Now, the state feels it is on solid legal ground in its opposition to Entergy’s use of the fund, though there is little legal precedent in the state’s favor; the Nuclear Regulatory Commission has only denied one such request when a South Texas Project nuclear power plant sought money to dispose a steam generator, according to NRC officials.
“The fact that Vermont would like to see decommissioning done in an environmentally sensitive way and to be done expeditiously, its not like Vermonters are crazy. It’s fundamental good sense,” said Attorney General Bill Sorrell.
Sorrell said the state only takes legal action when it is important to health and safety, and he is not deterred by Entergy’s use of the fund to pay for legal expenses.
“We might as well just step back and not enforce our laws and sit on the side lines. I don’t think Vermonters want that,” he said.
When the plant was generating electricity, Entergy Vermont Yankee, a subsidiary of the Louisiana-based company that owns transmission, distribution and generation across the country, used its own money to load spent fuel into 13 dry casks. Earlier this year, the company secured a $145 million loan to pay for some of the cost of spent fuel management.
But another $225 million is needed to guard the fuel while it sits on site indefinitely. Entergy says this is a legitimate expense. The only reason the company is applying for the exception is because federal regulations have not caught up to current realities of nuclear power plants going offline.
“What the NRC is doing is they are beginning a process of developing regulations for a decommissioning plant. It just hasn’t occurred yet. For those regulations not covered yet, you have to apply for exemptions,” said Cohn, of Entergy.
The state disagrees, strongly. And its letter to the NRC say such a request violates a 2002 agreement the company reached with the state and current federal regulations.
“That’s why they need permission from the NRC,” Sorrell said. “If spent fuel management was a baseline standard decommissioning cost there wouldn’t be a provision that they have to ask for permission to use for this purpose. I’m sure they wish the law otherwise.”
Experts say not using the fund for spent fuel management could knock decades off the decommissioning process. But according to Joseph Lynch, government affairs manager for Entergy, the company has not modeled the timeline for decommissioning without drawing down money from the fund for spent fuel management activities.
As part of its agreement with the state, the company will begin decommissioning 120 days after the fund reaches the amount needed to cover the entire cost of decommissioning. The federal government allows nuclear power plants 60 years to decommission.
“This has no basis in physics,” said Arnie Gundersen, a Burlington-based nuclear engineer and safety advocate for Fairewinds Energy Education, of the 60-year window. “It allows the utilities free rein to raid the fund rather than rapidly decommission the plant.”
If Entergy used its own money to pay for spent fuel management, he said the plant could be decommissioned by 2032, at least three decades earlier than Entergy’s estimate 2073.

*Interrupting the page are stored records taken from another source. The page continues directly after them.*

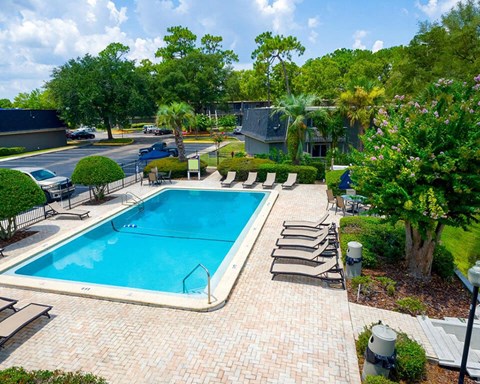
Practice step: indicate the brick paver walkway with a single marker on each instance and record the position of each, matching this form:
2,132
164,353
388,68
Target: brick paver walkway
291,330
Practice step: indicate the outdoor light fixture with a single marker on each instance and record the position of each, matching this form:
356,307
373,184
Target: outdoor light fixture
474,278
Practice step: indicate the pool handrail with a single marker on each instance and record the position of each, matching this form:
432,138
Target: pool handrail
136,199
208,280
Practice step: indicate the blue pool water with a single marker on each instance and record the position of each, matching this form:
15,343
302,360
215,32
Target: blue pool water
156,247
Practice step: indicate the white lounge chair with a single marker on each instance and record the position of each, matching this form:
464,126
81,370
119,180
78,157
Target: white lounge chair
229,179
251,180
291,181
270,180
57,209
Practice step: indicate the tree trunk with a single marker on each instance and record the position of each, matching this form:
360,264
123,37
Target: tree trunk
419,250
179,142
106,123
285,74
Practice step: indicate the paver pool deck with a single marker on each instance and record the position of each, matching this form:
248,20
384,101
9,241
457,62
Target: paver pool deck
287,330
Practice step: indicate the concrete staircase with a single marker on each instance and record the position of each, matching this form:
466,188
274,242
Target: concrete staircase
447,338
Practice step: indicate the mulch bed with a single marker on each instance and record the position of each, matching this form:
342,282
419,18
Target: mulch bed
442,298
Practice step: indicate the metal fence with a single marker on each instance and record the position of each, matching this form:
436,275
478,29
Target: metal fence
37,214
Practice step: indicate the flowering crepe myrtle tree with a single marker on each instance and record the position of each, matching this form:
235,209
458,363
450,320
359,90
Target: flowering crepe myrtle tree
421,165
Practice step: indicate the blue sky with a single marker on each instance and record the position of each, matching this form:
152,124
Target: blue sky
37,35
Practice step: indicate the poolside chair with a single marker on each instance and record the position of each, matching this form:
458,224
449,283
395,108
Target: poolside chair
328,271
320,254
291,181
305,223
308,233
229,179
57,209
302,243
152,178
251,180
24,316
5,303
270,180
330,198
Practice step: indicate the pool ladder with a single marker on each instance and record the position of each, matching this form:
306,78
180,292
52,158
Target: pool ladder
208,280
129,198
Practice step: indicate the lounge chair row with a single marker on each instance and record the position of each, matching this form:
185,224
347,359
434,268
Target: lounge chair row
19,318
310,249
252,180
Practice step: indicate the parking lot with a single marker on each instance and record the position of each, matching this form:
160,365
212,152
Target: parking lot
63,162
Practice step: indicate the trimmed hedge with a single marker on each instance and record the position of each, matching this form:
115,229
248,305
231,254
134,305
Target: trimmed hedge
243,165
15,375
178,168
4,151
379,238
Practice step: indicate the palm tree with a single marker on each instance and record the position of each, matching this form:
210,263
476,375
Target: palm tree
297,109
358,104
176,115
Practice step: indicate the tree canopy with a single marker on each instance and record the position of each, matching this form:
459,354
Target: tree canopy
104,90
421,164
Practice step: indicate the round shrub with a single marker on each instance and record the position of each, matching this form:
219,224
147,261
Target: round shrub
443,263
243,165
97,172
18,193
178,168
411,360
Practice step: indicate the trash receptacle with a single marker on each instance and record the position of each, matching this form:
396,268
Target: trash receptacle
354,259
380,354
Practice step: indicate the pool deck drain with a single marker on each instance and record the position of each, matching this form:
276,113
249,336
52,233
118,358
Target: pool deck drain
289,330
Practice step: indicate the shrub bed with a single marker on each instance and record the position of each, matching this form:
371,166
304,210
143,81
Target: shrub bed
243,165
178,168
4,151
379,238
15,375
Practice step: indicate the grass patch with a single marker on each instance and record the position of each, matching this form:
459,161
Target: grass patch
464,245
114,142
224,153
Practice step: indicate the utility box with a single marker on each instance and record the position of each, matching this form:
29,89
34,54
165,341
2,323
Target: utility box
380,355
354,259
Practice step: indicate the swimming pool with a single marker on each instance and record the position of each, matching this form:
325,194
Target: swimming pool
151,247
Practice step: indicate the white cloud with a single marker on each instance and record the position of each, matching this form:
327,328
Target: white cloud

With a one year grant from the Lintilhac Foundation, Gundersen has modeled the growth of the decommissioning trust fund, accounting for the fund’s interest growth, projected expenses and decommissioning costs inflation. He said this is perhaps the first such model in the country.
Aside from hastening the decommissioning process, Gundersen said the state has “skin in the game.”
The state says Vermont ratepayers are entitled to 55 percent of any remaining money in the fund after decommissioning, citing a Master Trust Agreement reached in 2002 when Entergy purchased the plant. The state also say Entergy has never made a payment into the fund.
Entergy, on the other hand, says the Federal Energy Regulatory Commission, or FERC, has the authority to disperse any excess funds, not the state, according to a Jan. 7 letter the company sent to the NRC.
The state and Entergy dropped all litigation in 2013 after years of disputes, but the legal saga now continues before federal regulators, which may set precedent for decommissioning power plants across the nation.
“We’re really quite early in the game. In these next 10 to 20 years there’s going to be any number of plants decommissioning,” Sorrell said.